Try it out and judge for yourself…
This month’s recipe for pan-fried lamb fillets with red wine is a perfect winter warmer. The recipe was provided by Margaret Durie, wife of Rotary Club of Hall member, Robert Durie.
Pan-fried lamb fillets with red wine
Ingredients (most of these are available from Market stallholders)
- 600 g small new potatoes
- 160 g snow peas, trimmed
- 2 tablespoons olive oil
- 4 lamb backstraps (about 200 g each), trimmed
- 2⁄3 cup (170 ml) red wine
- 1 good tablespoon redcurrant jelly
- 2 teaspoons chopped fresh thyme
- 30 g butter, chilled and cut into cubes
– Cook the potatoes in a large saucepan of lightly salted boiling water for 15–20 minutes, or until tender.
– Add the snow peas and cook for another minute. Drain the vegetables, return to the pan and toss gently with 1 tablespoon of the oil.
– Meanwhile, heat the remaining oil in a large frying pan and cook the lamb fillets over medium-high heat for 4–5 minutes or until cooked, but still pink inside. Remove from the pan, cover and keep warm.
– Add the wine, redcurrant jelly and thyme to the pan and bring to the boil. Boil rapidly for 5 minutes, or until reduced and syrupy.

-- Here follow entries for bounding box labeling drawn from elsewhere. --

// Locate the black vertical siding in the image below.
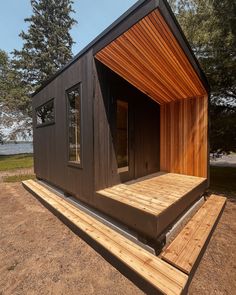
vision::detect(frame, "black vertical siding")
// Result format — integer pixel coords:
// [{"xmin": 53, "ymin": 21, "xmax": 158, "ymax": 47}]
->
[{"xmin": 33, "ymin": 51, "xmax": 94, "ymax": 202}]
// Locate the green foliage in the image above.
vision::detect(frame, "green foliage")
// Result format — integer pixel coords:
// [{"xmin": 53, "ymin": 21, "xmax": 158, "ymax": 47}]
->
[
  {"xmin": 170, "ymin": 0, "xmax": 236, "ymax": 152},
  {"xmin": 0, "ymin": 154, "xmax": 33, "ymax": 171},
  {"xmin": 0, "ymin": 50, "xmax": 31, "ymax": 141},
  {"xmin": 3, "ymin": 174, "xmax": 36, "ymax": 183},
  {"xmin": 0, "ymin": 0, "xmax": 76, "ymax": 140},
  {"xmin": 14, "ymin": 0, "xmax": 76, "ymax": 87}
]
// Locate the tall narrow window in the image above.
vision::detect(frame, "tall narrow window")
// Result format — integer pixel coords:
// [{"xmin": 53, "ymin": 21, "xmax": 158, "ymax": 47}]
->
[
  {"xmin": 67, "ymin": 85, "xmax": 81, "ymax": 164},
  {"xmin": 116, "ymin": 100, "xmax": 129, "ymax": 172}
]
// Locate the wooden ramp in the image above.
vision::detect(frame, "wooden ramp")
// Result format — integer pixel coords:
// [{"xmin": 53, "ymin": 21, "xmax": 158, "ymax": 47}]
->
[
  {"xmin": 23, "ymin": 180, "xmax": 188, "ymax": 294},
  {"xmin": 161, "ymin": 195, "xmax": 226, "ymax": 275},
  {"xmin": 23, "ymin": 180, "xmax": 226, "ymax": 295}
]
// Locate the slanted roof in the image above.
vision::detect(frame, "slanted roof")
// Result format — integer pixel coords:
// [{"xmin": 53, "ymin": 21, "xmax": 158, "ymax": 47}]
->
[
  {"xmin": 32, "ymin": 0, "xmax": 209, "ymax": 97},
  {"xmin": 96, "ymin": 9, "xmax": 206, "ymax": 104}
]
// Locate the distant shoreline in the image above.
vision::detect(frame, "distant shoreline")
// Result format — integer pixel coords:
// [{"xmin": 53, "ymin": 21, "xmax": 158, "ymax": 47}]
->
[{"xmin": 0, "ymin": 141, "xmax": 33, "ymax": 156}]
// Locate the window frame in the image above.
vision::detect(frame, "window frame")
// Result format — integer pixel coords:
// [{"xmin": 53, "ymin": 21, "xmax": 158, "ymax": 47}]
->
[
  {"xmin": 65, "ymin": 82, "xmax": 83, "ymax": 169},
  {"xmin": 35, "ymin": 98, "xmax": 56, "ymax": 128}
]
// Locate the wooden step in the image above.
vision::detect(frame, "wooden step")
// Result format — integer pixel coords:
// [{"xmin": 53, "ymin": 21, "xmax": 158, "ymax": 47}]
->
[
  {"xmin": 161, "ymin": 195, "xmax": 226, "ymax": 275},
  {"xmin": 23, "ymin": 180, "xmax": 188, "ymax": 294}
]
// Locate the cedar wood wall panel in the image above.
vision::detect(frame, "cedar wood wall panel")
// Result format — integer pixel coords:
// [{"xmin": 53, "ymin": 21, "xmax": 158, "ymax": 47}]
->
[
  {"xmin": 160, "ymin": 96, "xmax": 208, "ymax": 178},
  {"xmin": 33, "ymin": 51, "xmax": 94, "ymax": 202}
]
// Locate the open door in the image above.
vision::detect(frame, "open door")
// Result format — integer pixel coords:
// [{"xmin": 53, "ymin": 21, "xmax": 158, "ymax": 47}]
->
[{"xmin": 115, "ymin": 98, "xmax": 134, "ymax": 181}]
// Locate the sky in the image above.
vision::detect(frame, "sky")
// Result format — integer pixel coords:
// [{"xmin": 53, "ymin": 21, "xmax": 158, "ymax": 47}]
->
[{"xmin": 0, "ymin": 0, "xmax": 137, "ymax": 55}]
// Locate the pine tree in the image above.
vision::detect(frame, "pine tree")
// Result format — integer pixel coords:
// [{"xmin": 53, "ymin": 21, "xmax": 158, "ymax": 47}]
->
[
  {"xmin": 14, "ymin": 0, "xmax": 76, "ymax": 88},
  {"xmin": 170, "ymin": 0, "xmax": 236, "ymax": 152},
  {"xmin": 0, "ymin": 0, "xmax": 76, "ymax": 139}
]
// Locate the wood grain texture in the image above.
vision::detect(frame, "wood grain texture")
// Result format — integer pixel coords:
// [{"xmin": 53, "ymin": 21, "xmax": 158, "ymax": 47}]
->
[
  {"xmin": 162, "ymin": 195, "xmax": 226, "ymax": 274},
  {"xmin": 23, "ymin": 180, "xmax": 188, "ymax": 295},
  {"xmin": 160, "ymin": 96, "xmax": 208, "ymax": 178},
  {"xmin": 96, "ymin": 9, "xmax": 206, "ymax": 104},
  {"xmin": 97, "ymin": 172, "xmax": 205, "ymax": 216}
]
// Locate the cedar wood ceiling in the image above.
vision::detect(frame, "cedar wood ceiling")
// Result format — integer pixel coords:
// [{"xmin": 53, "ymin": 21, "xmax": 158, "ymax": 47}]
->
[{"xmin": 96, "ymin": 9, "xmax": 206, "ymax": 104}]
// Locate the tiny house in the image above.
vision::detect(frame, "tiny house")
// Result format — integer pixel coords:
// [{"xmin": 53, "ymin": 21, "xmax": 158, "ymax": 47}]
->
[{"xmin": 33, "ymin": 0, "xmax": 209, "ymax": 240}]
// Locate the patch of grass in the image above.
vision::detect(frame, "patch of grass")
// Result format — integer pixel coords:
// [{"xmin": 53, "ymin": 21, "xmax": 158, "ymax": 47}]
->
[
  {"xmin": 210, "ymin": 166, "xmax": 236, "ymax": 194},
  {"xmin": 3, "ymin": 174, "xmax": 36, "ymax": 182},
  {"xmin": 0, "ymin": 154, "xmax": 33, "ymax": 171}
]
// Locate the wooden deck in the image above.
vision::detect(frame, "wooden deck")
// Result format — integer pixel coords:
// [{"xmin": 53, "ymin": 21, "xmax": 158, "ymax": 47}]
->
[
  {"xmin": 23, "ymin": 180, "xmax": 188, "ymax": 295},
  {"xmin": 97, "ymin": 172, "xmax": 207, "ymax": 238},
  {"xmin": 161, "ymin": 195, "xmax": 226, "ymax": 275}
]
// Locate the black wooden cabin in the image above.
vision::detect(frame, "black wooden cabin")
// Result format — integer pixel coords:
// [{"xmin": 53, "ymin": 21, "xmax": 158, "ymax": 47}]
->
[{"xmin": 33, "ymin": 0, "xmax": 209, "ymax": 238}]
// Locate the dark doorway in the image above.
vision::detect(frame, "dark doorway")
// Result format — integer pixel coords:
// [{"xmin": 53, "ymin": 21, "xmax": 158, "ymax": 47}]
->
[{"xmin": 110, "ymin": 72, "xmax": 160, "ymax": 182}]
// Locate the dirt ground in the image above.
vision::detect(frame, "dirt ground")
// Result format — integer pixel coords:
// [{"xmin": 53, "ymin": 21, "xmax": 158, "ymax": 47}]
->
[{"xmin": 0, "ymin": 183, "xmax": 236, "ymax": 295}]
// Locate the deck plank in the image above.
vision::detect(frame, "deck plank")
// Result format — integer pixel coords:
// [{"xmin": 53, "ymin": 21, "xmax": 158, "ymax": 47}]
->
[
  {"xmin": 162, "ymin": 195, "xmax": 226, "ymax": 274},
  {"xmin": 97, "ymin": 172, "xmax": 205, "ymax": 216},
  {"xmin": 23, "ymin": 180, "xmax": 188, "ymax": 294}
]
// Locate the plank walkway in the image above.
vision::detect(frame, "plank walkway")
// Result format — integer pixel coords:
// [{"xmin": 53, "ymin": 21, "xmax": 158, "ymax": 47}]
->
[
  {"xmin": 162, "ymin": 195, "xmax": 226, "ymax": 275},
  {"xmin": 97, "ymin": 172, "xmax": 206, "ymax": 216},
  {"xmin": 23, "ymin": 180, "xmax": 188, "ymax": 295}
]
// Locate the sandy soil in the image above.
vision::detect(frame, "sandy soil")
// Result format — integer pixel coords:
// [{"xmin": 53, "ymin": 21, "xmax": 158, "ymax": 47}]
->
[
  {"xmin": 0, "ymin": 168, "xmax": 34, "ymax": 183},
  {"xmin": 0, "ymin": 183, "xmax": 236, "ymax": 295}
]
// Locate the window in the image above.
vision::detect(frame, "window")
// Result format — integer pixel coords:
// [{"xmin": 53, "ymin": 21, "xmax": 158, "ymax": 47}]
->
[
  {"xmin": 36, "ymin": 99, "xmax": 55, "ymax": 127},
  {"xmin": 116, "ymin": 100, "xmax": 129, "ymax": 172},
  {"xmin": 67, "ymin": 84, "xmax": 81, "ymax": 164}
]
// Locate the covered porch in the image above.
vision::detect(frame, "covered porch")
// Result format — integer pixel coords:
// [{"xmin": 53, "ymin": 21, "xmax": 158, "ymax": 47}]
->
[{"xmin": 96, "ymin": 172, "xmax": 207, "ymax": 239}]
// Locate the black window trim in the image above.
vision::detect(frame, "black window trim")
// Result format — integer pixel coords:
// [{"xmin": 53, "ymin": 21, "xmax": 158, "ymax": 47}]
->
[
  {"xmin": 65, "ymin": 81, "xmax": 83, "ymax": 169},
  {"xmin": 35, "ymin": 98, "xmax": 56, "ymax": 128}
]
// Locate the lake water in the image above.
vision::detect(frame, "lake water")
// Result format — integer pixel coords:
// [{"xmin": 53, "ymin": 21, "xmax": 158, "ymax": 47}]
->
[{"xmin": 0, "ymin": 142, "xmax": 33, "ymax": 155}]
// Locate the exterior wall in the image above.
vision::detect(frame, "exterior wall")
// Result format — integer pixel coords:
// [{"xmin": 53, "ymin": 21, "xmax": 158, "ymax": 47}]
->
[
  {"xmin": 94, "ymin": 61, "xmax": 160, "ymax": 191},
  {"xmin": 161, "ymin": 96, "xmax": 208, "ymax": 178},
  {"xmin": 33, "ymin": 51, "xmax": 94, "ymax": 202}
]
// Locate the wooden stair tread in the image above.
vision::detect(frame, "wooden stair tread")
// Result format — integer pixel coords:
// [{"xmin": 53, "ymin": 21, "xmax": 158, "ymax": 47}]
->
[
  {"xmin": 23, "ymin": 180, "xmax": 188, "ymax": 294},
  {"xmin": 161, "ymin": 195, "xmax": 226, "ymax": 274}
]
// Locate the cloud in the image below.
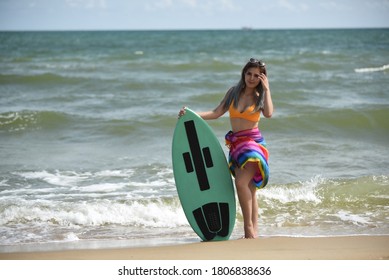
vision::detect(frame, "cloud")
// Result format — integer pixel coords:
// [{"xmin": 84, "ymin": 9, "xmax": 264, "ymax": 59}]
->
[
  {"xmin": 277, "ymin": 0, "xmax": 309, "ymax": 12},
  {"xmin": 65, "ymin": 0, "xmax": 107, "ymax": 9},
  {"xmin": 144, "ymin": 0, "xmax": 240, "ymax": 12}
]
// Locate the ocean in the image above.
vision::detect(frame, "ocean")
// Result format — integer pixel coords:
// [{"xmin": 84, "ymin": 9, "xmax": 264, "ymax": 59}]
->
[{"xmin": 0, "ymin": 29, "xmax": 389, "ymax": 252}]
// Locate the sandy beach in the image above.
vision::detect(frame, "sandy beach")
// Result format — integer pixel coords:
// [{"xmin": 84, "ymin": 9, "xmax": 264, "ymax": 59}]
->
[{"xmin": 0, "ymin": 236, "xmax": 389, "ymax": 260}]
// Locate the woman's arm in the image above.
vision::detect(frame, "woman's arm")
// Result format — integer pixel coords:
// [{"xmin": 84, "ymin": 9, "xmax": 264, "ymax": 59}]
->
[{"xmin": 260, "ymin": 74, "xmax": 274, "ymax": 118}]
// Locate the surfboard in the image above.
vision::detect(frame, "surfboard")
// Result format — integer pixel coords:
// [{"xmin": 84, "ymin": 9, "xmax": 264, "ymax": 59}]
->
[{"xmin": 172, "ymin": 108, "xmax": 236, "ymax": 241}]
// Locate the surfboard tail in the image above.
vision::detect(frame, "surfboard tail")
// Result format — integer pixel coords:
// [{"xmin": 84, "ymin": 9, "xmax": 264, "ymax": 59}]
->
[{"xmin": 193, "ymin": 202, "xmax": 230, "ymax": 241}]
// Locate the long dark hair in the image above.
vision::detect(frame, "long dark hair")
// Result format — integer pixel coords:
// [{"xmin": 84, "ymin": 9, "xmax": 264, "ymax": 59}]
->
[{"xmin": 224, "ymin": 58, "xmax": 267, "ymax": 112}]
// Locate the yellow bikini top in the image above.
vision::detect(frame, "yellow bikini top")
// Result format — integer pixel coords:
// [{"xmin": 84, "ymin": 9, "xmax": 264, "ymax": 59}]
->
[{"xmin": 228, "ymin": 102, "xmax": 261, "ymax": 122}]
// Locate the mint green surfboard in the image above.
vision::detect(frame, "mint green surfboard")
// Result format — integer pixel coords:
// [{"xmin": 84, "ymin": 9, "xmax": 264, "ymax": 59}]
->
[{"xmin": 172, "ymin": 108, "xmax": 236, "ymax": 241}]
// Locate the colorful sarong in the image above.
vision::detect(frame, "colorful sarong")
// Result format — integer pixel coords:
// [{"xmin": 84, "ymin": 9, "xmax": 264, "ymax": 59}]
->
[{"xmin": 226, "ymin": 128, "xmax": 269, "ymax": 189}]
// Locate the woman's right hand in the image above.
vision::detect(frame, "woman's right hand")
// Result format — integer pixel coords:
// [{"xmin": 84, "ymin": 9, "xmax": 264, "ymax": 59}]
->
[{"xmin": 178, "ymin": 106, "xmax": 186, "ymax": 118}]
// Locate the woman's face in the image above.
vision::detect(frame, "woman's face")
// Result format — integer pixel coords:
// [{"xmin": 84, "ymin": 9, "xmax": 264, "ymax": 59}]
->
[{"xmin": 244, "ymin": 67, "xmax": 261, "ymax": 88}]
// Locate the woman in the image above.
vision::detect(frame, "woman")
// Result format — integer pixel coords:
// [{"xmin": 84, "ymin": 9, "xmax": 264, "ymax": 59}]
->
[{"xmin": 179, "ymin": 58, "xmax": 273, "ymax": 238}]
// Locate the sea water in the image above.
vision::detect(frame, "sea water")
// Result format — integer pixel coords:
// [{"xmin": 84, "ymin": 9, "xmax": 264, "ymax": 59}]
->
[{"xmin": 0, "ymin": 29, "xmax": 389, "ymax": 252}]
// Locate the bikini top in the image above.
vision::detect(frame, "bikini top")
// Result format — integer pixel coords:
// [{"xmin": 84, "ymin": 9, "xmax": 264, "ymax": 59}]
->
[{"xmin": 228, "ymin": 102, "xmax": 261, "ymax": 122}]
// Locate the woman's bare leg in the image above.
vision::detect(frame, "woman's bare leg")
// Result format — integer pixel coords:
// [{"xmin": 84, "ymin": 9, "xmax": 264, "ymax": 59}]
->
[{"xmin": 235, "ymin": 163, "xmax": 258, "ymax": 238}]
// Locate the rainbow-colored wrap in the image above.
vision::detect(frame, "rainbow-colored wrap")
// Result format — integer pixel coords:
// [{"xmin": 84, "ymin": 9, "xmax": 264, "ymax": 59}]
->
[{"xmin": 226, "ymin": 128, "xmax": 269, "ymax": 189}]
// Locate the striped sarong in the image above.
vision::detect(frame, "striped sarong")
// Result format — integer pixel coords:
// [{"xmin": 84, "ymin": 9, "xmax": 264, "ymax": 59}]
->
[{"xmin": 225, "ymin": 128, "xmax": 269, "ymax": 189}]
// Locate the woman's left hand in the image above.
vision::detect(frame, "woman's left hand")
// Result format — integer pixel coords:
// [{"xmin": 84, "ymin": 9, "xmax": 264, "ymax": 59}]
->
[{"xmin": 259, "ymin": 73, "xmax": 270, "ymax": 92}]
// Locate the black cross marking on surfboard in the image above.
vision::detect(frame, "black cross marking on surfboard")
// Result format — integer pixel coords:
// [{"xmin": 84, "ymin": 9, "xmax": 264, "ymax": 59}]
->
[
  {"xmin": 182, "ymin": 121, "xmax": 230, "ymax": 240},
  {"xmin": 182, "ymin": 121, "xmax": 213, "ymax": 191}
]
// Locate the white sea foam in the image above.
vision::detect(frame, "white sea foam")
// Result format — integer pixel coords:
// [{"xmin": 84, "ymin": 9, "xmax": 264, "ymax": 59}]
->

Stir in the butter.
– To serve, slice the lamb on the diagonal, divide among the plates and spoon over some sauce on top. Serve with the vegetables.
What a month for awards! One of our much-loved cheese producers, the family owned and run South Coast Cheese, has done it again, scooping up three awards at the recent Melbourne Fine Food Awards with a gold for their Tilba Real dairy Full Cream Milk, and another for their Tilba Real Dairy 3 Udders Brie. They also scored a silver for their Tilba Real Dairy Mountain Ash.
Truffle producers, La Truffiere, have won gold at the 2016 Australian Food Awards for their black truffle butter. Back onto cheese, and Victorian cheese makers Boosey Creek Cheese, loved for their range of camemberts, blues, cheddar, gouda and fetta, have just picked up some awards at the Melbourne Fine Food Awards. They scored a gold for their Oma’s favourite, silvers for their Warby Red, Burramine Blue Cheese and Boosey Blue, and two bronzes – one for their Boosey Soft, and one for their Opa’s choice.
Moorlands Biodynamic Lamb were selected as a State Winner in the 2016 delicious. Produce Awards, and will now progress to the national judging phase.
Down in Hobart, Gary and Michele from Shoalhaven Mushrooms on the NSW South Coast were very pleased with their awards at the Hobart Fine Food Awards. They won gold in the Whites, Swiss Browns, White Flats and Portabellos categories. Congratulations to all!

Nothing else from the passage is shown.